Renea Westlyn is also Tonya VanWinkle, a fact she does not hide and apologizes for any confusion on that. Her middle name is actually Renea. Her maiden name was West. The “Lyn” was added in memory of her mother-in-law Marilyn.
Renea has always wanted to be an author but has allowed fear to stand in the way of her dreams for far too long. She has been writing for as long as she can remember and has a collection of work in her office that would make a writing mentor cringe. For years, it has been suggested that she write books. This year, she’s going for it and her Grandfather’s words continue to push her forward.
“You should have mailed that letter. It would have brought her great comfort, quit hiding the gift the Lord blessed you with.“
Renea spent many years being transplanted from one state to another, and even another country, while her husband served in the Air Force. After twenty-four years, he retired, and they planted their roots in the beautiful state of Virginia, with their two nearly-grown children, dog, and cat.

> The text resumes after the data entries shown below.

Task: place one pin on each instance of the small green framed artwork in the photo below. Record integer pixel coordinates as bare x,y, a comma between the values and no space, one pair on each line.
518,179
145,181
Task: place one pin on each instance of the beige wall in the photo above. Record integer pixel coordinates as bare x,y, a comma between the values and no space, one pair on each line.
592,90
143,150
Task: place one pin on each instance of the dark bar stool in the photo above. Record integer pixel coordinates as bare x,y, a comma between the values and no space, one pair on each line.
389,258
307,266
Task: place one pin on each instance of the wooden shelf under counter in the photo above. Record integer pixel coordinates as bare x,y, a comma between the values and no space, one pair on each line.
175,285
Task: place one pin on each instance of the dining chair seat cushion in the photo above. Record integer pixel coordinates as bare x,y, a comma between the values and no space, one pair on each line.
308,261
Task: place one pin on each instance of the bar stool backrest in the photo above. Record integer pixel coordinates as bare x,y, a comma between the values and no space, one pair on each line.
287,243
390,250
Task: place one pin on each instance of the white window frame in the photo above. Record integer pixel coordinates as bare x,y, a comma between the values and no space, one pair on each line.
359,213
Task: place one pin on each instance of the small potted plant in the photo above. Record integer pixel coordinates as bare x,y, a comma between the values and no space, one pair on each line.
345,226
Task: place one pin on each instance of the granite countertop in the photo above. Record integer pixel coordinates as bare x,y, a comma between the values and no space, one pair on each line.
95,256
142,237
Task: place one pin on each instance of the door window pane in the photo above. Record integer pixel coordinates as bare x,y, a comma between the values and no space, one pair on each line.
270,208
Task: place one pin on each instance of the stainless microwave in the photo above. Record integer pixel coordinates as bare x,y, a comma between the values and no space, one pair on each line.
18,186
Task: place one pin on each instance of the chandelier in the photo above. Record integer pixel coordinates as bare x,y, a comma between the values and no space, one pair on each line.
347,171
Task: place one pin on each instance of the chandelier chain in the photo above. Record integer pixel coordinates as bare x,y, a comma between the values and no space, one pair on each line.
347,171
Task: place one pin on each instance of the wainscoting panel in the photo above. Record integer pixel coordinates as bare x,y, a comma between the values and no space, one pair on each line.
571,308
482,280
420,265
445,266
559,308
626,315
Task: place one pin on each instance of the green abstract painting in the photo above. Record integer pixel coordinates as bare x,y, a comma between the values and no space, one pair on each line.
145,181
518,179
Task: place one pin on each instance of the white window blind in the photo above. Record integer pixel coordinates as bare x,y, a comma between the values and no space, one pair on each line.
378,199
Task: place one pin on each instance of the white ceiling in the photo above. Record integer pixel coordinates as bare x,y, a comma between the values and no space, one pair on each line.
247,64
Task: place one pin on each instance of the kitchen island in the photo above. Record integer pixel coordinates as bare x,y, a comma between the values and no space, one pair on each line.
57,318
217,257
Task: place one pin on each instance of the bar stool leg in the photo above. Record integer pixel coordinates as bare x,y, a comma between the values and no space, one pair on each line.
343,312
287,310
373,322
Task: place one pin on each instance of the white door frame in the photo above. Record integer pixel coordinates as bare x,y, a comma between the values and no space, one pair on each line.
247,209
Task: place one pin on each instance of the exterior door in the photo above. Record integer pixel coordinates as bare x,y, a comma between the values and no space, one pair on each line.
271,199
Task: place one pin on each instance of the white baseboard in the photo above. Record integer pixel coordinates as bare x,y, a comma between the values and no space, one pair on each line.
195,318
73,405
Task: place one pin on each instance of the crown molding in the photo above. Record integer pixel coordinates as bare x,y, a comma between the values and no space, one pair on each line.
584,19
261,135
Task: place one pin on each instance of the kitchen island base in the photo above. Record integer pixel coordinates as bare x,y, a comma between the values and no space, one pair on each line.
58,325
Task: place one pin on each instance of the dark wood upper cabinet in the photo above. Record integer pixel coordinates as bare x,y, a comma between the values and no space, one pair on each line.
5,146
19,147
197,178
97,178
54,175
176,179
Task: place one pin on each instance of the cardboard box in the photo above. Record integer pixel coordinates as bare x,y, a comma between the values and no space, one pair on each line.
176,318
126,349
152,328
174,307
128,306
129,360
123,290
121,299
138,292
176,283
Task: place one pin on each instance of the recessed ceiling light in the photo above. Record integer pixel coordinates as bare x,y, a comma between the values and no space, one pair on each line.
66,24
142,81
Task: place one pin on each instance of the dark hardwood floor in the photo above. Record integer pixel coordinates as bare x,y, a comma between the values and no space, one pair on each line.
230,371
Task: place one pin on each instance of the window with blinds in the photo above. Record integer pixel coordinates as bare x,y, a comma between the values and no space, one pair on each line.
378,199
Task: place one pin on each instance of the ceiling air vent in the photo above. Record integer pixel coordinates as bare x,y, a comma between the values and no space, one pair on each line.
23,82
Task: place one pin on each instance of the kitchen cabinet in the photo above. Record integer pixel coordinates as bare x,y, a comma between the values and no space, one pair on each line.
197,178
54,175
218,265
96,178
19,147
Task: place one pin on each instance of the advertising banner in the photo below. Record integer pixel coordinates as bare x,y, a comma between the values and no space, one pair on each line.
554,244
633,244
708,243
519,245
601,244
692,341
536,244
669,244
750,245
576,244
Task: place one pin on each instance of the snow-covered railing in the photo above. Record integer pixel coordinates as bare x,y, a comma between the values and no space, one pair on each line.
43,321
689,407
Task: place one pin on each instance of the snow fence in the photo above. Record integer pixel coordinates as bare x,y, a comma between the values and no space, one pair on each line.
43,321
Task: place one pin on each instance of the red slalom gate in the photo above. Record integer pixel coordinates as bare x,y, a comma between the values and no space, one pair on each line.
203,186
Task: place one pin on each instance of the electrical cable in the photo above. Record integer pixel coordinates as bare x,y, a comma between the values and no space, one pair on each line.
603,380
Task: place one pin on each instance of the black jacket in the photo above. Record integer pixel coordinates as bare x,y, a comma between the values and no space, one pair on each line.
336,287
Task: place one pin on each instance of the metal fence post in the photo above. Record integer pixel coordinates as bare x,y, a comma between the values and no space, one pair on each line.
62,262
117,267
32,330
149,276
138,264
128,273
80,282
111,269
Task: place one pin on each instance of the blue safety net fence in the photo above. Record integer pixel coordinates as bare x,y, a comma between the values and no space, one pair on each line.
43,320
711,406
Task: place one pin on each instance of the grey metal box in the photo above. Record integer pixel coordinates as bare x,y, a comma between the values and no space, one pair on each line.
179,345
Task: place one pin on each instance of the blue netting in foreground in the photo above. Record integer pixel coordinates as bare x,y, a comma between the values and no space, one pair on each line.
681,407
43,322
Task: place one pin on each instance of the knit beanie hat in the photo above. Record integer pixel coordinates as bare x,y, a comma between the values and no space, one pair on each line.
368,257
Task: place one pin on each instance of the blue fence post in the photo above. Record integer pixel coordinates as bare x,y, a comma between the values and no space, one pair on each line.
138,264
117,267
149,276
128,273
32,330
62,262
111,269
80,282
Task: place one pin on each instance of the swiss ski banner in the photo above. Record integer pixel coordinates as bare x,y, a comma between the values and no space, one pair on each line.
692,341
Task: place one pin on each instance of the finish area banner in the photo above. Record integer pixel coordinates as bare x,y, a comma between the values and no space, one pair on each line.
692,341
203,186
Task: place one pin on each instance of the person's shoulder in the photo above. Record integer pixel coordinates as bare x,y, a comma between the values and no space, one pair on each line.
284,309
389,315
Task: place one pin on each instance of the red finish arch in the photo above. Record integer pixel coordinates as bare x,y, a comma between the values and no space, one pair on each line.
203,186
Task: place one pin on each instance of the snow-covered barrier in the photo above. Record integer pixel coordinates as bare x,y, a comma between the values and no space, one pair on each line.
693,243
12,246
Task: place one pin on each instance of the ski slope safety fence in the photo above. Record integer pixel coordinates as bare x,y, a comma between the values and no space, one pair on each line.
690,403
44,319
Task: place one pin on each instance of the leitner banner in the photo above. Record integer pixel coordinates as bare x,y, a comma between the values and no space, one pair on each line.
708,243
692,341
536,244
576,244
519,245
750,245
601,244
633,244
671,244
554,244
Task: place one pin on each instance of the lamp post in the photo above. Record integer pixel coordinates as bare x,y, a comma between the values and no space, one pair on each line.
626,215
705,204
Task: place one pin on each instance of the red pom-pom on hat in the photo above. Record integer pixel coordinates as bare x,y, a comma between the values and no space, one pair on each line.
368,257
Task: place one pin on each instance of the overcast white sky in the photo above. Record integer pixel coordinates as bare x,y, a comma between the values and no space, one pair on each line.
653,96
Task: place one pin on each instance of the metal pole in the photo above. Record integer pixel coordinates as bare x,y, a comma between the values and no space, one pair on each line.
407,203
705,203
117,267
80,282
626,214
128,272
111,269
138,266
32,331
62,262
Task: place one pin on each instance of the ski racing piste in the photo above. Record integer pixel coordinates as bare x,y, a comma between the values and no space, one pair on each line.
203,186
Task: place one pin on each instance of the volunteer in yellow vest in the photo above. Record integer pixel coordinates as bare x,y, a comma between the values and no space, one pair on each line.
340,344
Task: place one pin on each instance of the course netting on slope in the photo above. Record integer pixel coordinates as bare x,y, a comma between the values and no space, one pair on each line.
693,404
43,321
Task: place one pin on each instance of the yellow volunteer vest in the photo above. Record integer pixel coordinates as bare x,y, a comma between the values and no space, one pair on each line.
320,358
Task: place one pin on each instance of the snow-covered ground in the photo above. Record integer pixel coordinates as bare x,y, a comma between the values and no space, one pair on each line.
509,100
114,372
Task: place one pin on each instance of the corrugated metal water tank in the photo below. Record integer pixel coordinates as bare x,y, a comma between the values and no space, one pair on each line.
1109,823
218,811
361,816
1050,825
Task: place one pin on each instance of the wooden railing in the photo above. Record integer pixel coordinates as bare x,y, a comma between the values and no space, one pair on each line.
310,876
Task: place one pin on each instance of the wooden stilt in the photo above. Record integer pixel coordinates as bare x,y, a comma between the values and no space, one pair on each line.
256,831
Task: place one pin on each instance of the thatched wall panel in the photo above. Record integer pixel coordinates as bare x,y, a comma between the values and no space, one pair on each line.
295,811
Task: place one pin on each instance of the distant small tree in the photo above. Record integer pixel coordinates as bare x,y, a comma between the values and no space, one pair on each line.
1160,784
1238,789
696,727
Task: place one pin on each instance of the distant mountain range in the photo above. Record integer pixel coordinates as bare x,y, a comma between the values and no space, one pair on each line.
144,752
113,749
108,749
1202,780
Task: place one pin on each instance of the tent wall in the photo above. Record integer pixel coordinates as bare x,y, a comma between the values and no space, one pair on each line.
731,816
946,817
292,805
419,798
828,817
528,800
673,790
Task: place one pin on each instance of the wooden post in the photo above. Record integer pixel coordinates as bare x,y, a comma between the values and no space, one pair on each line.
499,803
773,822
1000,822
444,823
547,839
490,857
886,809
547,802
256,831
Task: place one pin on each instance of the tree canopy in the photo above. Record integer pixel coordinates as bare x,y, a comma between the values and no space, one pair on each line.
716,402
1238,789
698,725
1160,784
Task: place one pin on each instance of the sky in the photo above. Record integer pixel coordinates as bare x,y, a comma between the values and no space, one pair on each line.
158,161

Renea can usually be found near her computer with scattered notes, a pen collection out of this world and a steaming cup of coffee as she chases down the muses rattling around in her head. When not trying to pen them to paper, she can be found enjoying time with her family, and almost always napping.
January 29, 2017: Twenty-Nine Years and Counting…
A million pages written. A thousand chances lost. Stories yearning to breathe.
“The unread story is not a story; it is little black marks on wood pulp. The reader, reading it, makes it live; a live thing, a story.” – Ursula K Le Guin
If the unread story could speak – then those I’ve written are crying; for they are all unread.
I reached for my journals and blew the dust off, watching it swirl and fall upon my trembling hands. “Just Breathe, Renea” – I reminded myself as I attempted to draw a full breath – just breathe. The ever-present rattle of my lungs hissed as the air escaped from within. I could do this. I could not worry. I could not panic. I could not…fear. I could just…
Just Breathe… Just Breathe… Just Breathe…
Perhaps, I should try again tomorrow. Slumping against the shelf I place my heart back inside the wooden box with the faux book front; where it is safe once again.
Tomorrow, I’ll be brave. Tomorrow, I’ll lay my heart before you.